February 29, 2020: In Qatar, the U.S. and Taliban signed a peace deal which, if the Taliban can abide by the ceasefire and other conditions, will lead to the withdrawal of American forces within 14 months. Many believed this agreement was doomed to fail and it promptly did. Within days Taliban forces were violating the ceasefire with multiple attacks. The agreement had a lot of flaws. For example, it called for the Afghan government to release 5,000 imprisoned Taliban within three days. That was a problem because the Afghan government was not involved in the negotiations because the Taliban refused to allow it. The Afghans pointed out that the logistics of identifying the 5,000 prisoners and releasing them would take longer than three days. That amounts to about half the Taliban held in government prisons. Another issue that has been ignored is that many of those Taliban prisoners are jailed because they have killed civilians or security force personnel who surrendered. The kin of these victims want revenge. In Afghanistan that is the way. The number of Afghans who want revenge against Taliban violence is very long and the Taliban want that to just disappear. These blood debts go back to the late 1990s when the Taliban ran most of Afghanistan and were still fighting the Northern Alliance (of Afghan tribes and ethnic groups that comprise the majority of Afghans). The Northern Alliance got some help from Russia and the Americans but was faced with a Taliban that had the enthusiastic backing of Pakistan and many wealthy Sunni Arabs, especially in the Persian Gulf oil countries. Those backers still exist although the number of Arab donors has diminished.
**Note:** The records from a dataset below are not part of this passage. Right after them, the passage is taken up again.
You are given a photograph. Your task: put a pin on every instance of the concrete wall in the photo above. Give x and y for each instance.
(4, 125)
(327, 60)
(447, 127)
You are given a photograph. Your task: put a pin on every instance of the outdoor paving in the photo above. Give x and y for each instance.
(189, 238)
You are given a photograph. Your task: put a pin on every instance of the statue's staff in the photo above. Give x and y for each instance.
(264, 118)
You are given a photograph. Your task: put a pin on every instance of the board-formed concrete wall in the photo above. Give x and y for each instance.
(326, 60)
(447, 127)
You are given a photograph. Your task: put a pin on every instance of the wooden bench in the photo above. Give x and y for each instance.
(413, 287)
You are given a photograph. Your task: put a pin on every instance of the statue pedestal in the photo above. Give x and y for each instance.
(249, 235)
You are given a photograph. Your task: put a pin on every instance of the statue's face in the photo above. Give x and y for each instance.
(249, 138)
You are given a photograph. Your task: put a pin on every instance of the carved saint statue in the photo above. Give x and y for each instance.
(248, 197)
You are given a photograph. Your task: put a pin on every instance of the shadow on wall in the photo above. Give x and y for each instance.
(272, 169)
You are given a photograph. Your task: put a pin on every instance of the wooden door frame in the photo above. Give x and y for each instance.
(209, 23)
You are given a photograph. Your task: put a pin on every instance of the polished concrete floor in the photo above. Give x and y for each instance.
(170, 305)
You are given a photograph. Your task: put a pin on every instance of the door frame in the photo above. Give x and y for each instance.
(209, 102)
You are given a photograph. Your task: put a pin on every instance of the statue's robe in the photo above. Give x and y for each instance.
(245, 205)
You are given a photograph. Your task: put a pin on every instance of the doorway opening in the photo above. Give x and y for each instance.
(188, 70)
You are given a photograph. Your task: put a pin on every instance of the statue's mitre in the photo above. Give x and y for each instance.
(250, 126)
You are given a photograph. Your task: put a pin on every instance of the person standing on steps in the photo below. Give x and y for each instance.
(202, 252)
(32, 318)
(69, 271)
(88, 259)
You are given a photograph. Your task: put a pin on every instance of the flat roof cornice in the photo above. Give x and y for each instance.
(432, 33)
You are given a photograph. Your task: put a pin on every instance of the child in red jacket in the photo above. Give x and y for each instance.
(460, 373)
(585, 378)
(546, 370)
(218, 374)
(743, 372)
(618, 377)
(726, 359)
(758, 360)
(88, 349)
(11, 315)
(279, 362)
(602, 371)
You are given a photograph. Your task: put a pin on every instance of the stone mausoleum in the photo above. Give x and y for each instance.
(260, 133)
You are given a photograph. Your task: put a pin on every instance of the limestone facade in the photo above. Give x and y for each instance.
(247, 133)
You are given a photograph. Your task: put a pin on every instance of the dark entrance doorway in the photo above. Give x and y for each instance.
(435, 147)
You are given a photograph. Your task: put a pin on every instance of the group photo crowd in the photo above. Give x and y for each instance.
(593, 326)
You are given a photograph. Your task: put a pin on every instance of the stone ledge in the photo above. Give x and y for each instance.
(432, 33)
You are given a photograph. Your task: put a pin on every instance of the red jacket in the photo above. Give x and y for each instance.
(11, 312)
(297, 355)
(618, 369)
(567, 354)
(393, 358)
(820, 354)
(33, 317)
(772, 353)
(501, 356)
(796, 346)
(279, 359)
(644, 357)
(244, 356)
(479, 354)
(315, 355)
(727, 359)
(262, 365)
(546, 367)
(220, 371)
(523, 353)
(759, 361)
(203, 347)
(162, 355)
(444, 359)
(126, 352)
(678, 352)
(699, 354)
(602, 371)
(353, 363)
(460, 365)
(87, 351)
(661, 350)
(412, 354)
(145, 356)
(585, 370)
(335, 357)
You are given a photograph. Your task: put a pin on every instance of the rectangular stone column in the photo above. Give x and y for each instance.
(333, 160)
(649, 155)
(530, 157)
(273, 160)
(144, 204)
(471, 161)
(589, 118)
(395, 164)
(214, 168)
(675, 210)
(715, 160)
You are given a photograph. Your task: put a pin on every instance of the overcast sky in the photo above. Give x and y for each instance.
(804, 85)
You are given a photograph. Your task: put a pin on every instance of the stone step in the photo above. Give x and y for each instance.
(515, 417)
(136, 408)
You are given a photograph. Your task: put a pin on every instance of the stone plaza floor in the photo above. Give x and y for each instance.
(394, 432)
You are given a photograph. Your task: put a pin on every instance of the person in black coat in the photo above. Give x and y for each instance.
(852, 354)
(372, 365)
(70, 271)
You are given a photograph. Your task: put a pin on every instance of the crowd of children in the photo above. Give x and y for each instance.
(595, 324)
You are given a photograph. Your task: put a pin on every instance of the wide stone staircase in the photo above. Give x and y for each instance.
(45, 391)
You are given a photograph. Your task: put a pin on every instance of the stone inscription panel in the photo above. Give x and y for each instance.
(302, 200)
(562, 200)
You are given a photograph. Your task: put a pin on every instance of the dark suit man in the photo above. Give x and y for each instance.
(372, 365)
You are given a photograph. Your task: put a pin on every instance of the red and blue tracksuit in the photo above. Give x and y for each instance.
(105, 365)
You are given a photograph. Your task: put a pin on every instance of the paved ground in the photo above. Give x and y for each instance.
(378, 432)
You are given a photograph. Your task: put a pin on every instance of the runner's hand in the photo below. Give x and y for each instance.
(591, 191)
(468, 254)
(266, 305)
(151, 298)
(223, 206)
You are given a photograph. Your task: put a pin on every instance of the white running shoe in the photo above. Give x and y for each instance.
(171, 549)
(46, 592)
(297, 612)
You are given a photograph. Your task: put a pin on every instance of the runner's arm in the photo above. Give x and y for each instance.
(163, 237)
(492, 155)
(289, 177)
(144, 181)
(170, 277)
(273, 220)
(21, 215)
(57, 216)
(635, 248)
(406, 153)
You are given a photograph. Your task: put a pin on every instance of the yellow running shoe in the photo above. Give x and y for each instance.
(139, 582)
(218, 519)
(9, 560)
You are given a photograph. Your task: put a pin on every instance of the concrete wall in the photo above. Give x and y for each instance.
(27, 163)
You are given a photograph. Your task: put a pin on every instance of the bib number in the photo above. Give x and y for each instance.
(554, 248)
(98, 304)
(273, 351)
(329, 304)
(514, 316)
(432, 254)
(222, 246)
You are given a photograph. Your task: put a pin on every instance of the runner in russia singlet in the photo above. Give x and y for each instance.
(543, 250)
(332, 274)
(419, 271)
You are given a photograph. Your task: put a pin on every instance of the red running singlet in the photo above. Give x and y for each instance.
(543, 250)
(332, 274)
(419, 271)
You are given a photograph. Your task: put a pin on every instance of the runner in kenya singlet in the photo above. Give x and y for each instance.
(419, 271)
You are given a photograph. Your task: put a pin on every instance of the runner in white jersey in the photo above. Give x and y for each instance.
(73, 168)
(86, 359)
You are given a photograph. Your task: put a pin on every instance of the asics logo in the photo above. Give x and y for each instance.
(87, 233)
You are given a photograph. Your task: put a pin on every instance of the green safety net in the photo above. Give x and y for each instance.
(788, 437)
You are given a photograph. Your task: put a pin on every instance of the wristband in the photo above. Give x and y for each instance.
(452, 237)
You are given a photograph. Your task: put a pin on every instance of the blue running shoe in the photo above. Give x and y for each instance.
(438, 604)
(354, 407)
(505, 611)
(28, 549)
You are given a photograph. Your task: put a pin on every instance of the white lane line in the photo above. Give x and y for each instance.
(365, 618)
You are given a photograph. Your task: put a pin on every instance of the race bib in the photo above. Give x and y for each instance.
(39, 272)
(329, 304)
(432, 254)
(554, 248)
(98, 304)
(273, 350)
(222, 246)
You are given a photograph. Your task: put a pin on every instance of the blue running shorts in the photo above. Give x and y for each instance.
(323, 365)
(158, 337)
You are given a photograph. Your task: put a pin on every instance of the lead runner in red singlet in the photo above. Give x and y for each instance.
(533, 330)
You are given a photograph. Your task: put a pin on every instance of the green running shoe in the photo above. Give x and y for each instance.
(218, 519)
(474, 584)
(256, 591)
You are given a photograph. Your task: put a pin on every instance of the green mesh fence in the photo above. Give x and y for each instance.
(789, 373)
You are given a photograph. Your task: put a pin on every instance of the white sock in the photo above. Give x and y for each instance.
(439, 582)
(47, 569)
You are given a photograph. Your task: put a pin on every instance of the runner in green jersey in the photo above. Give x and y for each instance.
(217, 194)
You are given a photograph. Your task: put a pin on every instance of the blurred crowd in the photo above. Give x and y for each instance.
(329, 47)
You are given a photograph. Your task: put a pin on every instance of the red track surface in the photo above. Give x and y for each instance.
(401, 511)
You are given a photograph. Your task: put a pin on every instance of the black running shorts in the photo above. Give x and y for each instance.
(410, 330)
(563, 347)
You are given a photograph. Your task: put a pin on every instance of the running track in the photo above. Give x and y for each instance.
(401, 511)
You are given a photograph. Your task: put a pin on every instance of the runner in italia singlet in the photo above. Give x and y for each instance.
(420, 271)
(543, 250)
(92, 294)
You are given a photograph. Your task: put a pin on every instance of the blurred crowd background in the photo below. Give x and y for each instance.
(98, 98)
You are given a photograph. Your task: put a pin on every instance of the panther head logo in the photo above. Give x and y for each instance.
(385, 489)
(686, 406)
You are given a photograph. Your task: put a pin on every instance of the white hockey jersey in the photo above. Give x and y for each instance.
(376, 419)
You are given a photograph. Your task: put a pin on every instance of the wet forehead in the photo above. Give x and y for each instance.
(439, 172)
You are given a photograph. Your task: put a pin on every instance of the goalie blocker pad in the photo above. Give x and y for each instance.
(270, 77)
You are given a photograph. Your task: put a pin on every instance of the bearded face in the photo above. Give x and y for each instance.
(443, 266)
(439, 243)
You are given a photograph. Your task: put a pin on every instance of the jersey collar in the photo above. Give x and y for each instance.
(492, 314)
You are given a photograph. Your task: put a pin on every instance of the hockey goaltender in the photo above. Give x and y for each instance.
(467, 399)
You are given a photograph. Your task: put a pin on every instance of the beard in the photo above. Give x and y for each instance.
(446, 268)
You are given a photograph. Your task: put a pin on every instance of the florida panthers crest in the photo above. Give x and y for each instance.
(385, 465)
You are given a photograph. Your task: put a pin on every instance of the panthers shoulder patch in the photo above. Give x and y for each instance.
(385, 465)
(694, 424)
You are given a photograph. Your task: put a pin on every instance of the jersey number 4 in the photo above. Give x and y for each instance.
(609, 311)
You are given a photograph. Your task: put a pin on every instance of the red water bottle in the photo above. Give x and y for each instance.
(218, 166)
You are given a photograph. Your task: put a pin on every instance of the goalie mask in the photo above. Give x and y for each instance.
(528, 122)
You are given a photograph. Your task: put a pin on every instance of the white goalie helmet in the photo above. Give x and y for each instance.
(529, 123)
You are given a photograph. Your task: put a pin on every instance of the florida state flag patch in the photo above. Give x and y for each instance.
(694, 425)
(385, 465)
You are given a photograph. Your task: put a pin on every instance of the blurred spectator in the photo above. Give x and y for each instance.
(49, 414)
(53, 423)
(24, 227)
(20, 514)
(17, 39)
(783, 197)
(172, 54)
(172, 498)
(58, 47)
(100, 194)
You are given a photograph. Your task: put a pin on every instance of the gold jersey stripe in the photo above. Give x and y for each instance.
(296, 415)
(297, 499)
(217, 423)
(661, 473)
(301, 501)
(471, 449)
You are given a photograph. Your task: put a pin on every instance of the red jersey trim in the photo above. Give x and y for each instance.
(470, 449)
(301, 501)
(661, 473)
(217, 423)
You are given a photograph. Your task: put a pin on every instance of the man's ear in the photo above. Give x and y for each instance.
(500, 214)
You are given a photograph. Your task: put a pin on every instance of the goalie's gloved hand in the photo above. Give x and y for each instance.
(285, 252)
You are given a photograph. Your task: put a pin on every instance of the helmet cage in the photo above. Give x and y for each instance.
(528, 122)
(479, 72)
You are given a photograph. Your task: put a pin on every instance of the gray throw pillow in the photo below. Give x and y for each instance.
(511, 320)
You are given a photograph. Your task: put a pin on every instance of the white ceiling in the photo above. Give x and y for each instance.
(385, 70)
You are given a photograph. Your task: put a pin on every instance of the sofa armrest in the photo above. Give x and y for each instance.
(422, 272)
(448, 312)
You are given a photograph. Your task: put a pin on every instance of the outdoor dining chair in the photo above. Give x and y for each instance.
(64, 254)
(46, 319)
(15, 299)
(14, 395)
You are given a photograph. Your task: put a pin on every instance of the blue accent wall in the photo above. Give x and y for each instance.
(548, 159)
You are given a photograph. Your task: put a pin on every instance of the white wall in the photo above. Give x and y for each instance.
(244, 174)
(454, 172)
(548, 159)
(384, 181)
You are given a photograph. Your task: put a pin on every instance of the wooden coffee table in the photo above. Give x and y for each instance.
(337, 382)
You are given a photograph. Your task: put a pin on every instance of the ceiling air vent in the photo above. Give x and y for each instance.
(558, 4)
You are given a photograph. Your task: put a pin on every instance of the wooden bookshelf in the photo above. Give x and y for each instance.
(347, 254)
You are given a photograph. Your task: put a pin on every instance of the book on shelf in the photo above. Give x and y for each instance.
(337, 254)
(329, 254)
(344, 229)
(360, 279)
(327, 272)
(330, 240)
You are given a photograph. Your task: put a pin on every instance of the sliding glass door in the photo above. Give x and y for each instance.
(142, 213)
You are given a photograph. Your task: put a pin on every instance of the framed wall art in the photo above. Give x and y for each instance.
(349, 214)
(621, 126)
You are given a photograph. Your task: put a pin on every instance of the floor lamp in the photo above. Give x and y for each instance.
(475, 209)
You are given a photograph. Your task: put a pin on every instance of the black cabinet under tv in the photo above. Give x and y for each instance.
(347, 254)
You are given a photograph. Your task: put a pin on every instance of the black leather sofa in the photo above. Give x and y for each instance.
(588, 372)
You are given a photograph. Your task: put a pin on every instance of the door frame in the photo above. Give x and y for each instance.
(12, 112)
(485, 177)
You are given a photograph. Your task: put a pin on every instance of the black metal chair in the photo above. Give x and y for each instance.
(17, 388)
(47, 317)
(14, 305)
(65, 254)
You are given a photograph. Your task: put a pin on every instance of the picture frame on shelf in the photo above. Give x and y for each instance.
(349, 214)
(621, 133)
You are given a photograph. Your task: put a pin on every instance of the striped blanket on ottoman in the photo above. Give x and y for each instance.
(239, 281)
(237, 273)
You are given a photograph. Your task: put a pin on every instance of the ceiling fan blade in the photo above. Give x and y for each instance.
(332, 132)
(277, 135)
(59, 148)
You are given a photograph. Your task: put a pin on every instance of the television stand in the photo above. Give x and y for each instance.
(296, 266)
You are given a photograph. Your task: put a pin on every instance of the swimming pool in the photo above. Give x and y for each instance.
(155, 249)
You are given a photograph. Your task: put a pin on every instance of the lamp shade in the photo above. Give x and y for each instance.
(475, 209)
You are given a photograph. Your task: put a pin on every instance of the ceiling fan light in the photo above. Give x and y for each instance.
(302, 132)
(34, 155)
Pakistan created the Taliban in the mid-1990s and wants the Taliban to run Afghanistan because that gives Pakistan enormous influence over that goes on in Afghanistan.
The peace deal was full of vague terms and assurances of who would do what. The negotiations seemed to ignore the fact that the elected Afghan government is largely controlled by the old Northern Alliance coalition of anti-Taliban Afghans who consider the Taliban an instrument of Pakistan influence in Afghanistan.
February 24, 2020: In the north (Balkh Province), Taliban gunmen attacked a checkpoint killing six people (civilians and security personnel) and wounded five. This was another violation Taliban “reduction in violence” agreement.
February 18, 2020: In the south and east (Uruzgan, Kunar, Helmand, Kandahar, Nangarhar and Ghazni provinces), Afghan security forces carried out numerous raids and attacks (usually with airstrikes or artillery) that left 54 Taliban dead and 29 wounded. All of this was in retaliation for a recent increase in Taliban violence.
February 11, 2020: In Kabul, a suicide bomber attempting to reach the nearby military academy was halted at a checkpoint where he detonated his explosives. Two of the six dead were civilians the rest were police. There were twelve wounded, five of them civilians. The Taliban denied responsibility and the ISIL was the most likely cause.
February 8, 2020:
In the east (Nangarhar Province), someone in an Afghan army uniform opened fire with an automatic weapon on a group of American and Afghan soldiers. Two Americans and one Afghan were killed while six Americans and three Afghans were wounded. The shooter was killed by return fire. So far this year six American troops have been killed in Afghanistan compared with 22 for all of 2019. While some attacks of this nature are the work of Taliban infiltrators, this one was not. Acts of violence like this by Afghan soldiers are not unusual and most of those killed are fellow Afghans. There are lots of people with anger management problems in Afghanistan, always have been.